«Долго тянется время в тюрьме, бесконечно долго, его скрашивают только Ваши деловые письма, которые я невольно заучиваю наизусть – так часто их перечитываю. К пасхе Вы явились ко мне снова, как ангел-спаситель, у которого в руках была посылка весом в четыре килограмма. Но зато какая питательная! Меня наказали уменьшенным весом посылки, а Вы восполнили это высокой калорийностью. Благодарю Вас за каждую калорию – большую и маленькую.
По совету тюремного врача я теперь совсем не курю, так что сигарет больше не посылайте. Следовательно, в другой раз вы можете увеличить дозу шоколада. Мы здесь отдаем предпочтение марке «Перуджино». Шоколад, присланный Вами, был опробован в первый же день, и общественное мнение признало его отличным.
Нет меры благодарности за Ваши милосердные заботы. Да благословит Вас небо!
Когда Тамара читала вслух это письмо, Гри-Гри после слов «общественное мнение признает шоколад отличным» тяжело вздохнул:
– Вот-вот, общественное мнение… Ведь все раздает…
– А что же ему делать? Жевать в одиночку? У них в камере коммуна. Итальянцы тоже, наверное, получают посылки и тоже делятся…
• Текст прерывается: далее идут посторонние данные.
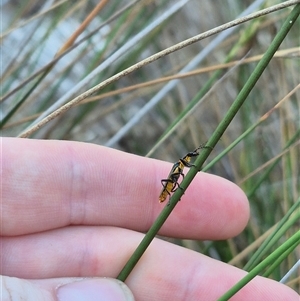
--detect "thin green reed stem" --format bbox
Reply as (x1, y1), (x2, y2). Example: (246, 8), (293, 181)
(117, 4), (300, 281)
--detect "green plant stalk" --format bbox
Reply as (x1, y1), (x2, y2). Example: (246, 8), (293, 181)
(247, 128), (300, 198)
(217, 231), (300, 301)
(117, 4), (300, 281)
(243, 199), (300, 271)
(202, 119), (300, 172)
(262, 243), (299, 277)
(147, 17), (255, 157)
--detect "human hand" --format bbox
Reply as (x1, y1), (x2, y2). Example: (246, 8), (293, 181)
(1, 138), (299, 301)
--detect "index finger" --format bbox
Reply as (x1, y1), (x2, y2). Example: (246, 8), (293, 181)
(1, 138), (249, 239)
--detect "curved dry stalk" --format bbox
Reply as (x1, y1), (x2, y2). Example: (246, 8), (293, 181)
(18, 0), (300, 138)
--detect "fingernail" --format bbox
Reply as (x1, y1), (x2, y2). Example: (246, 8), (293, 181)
(57, 278), (134, 301)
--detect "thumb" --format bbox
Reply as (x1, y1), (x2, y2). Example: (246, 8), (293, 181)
(2, 276), (134, 301)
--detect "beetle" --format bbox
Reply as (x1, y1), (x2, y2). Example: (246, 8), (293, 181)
(158, 145), (206, 203)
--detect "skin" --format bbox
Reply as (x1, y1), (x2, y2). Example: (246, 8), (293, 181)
(1, 138), (299, 301)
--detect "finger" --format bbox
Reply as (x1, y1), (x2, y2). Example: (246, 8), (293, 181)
(1, 277), (134, 301)
(2, 227), (298, 301)
(1, 138), (249, 239)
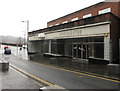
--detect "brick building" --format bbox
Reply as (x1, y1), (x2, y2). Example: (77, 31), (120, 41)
(28, 2), (120, 62)
(47, 2), (120, 27)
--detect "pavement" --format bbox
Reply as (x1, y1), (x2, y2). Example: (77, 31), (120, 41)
(0, 63), (42, 91)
– Возможно, – еще раз вздохнул Гри-Гри.
Но пришел день, когда ундервуд был съеден до последней буквы, и Гри-Гри вместе с Тамарой и Джанниной ломали голову над тем, что делать дальше. Кто же станет покупать дорогую шубу в начале лета, когда ей полагается лежать в ломбарде?
Тревога увеличилась после того, как узнали, что у Кертнера нет денег даже на лекарства. За последнее время он несколько раз побывал в карцере, в том числе – строгом, что для его легких очень опасно.
Джаннина, наученная Тамарой, в завуалированной форме попросила Кертнера вести себя более покладисто. Составляя письмо, Тамара пыталась перевести на итальянский русское выражение «не лезть на рожон», но так и не смогла это сделать.
Гри-Гри извелся в поисках возможности помочь Этьену. Но придумать что-нибудь дельное не удавалось.
И тогда Джаннина предложила – она переведет в тюремную лавку те 200 лир, которые получила как «маленькую компенсацию за большие беспокойства».
Конечно, здесь был риск, она могла вызвать подозрение у цензора – агента полиции, следящего за их перепиской. Но Джаннина рискнула, и через несколько дней капо гвардиа сообщал заключенному 2722, что на его лицевой счет поступили 200 лир из какой-то торговой конторы в Милане.
66
Кертнер больше, чем его товарищи по камере, страдал от холода. Как бы согреться? Ах, если бы он мог надеть вторую пару шерстяных носков, если бы в камере волшебно появилась жаровня с углями. В холодные дни осени и зимы он часто вспоминал свою миланскую контору; там у его письменного стола – батарея центрального отопления. Всего два регистра, но для итальянской зимы хватало. Единственный и скоротечный источник тепла в камере – миска с супом. Можно греть пальцы, держа в руках миску, но чем дольше ты будешь греться, тем скорее остынет суп. Были бы деньги – можно было бы чаще покупать свечи: тоже мерцающий источник тепла. Иногда Бруно удавалось доставать для Кертнера горячую воду из котельной; она не годится для питья, но можно сделать ножную ванночку.
И в самые холодные дни Кертнер занятий не прерывал. Камера № 2 занималась на ходу! Ученики безостановочно ходили вереницей, завернувшись, по примеру учителя, в полосатые серо-коричневые одеяла.
Газетные новости тоже становились темой занятия. Кертнер делал доклады о международном положении, опираясь на те сведения, какие удавалось черпать в воскресных иллюстрированных фашистских газетах, и на сведения, какие просачивались из других камер. Много новостей политического характера сообщали Кертнеру уголовники.
7 июля 1937 года японцы вторглись в Китай. Едва взошло солнце, орды японцев, размахивающих саблями, хлынули через мост Марко Поло и устремились в глубь территории Китая. Все это называлось «китайский инцидент». И Кертнер посвятил ему занятие, поделился своими китайскими впечатлениями.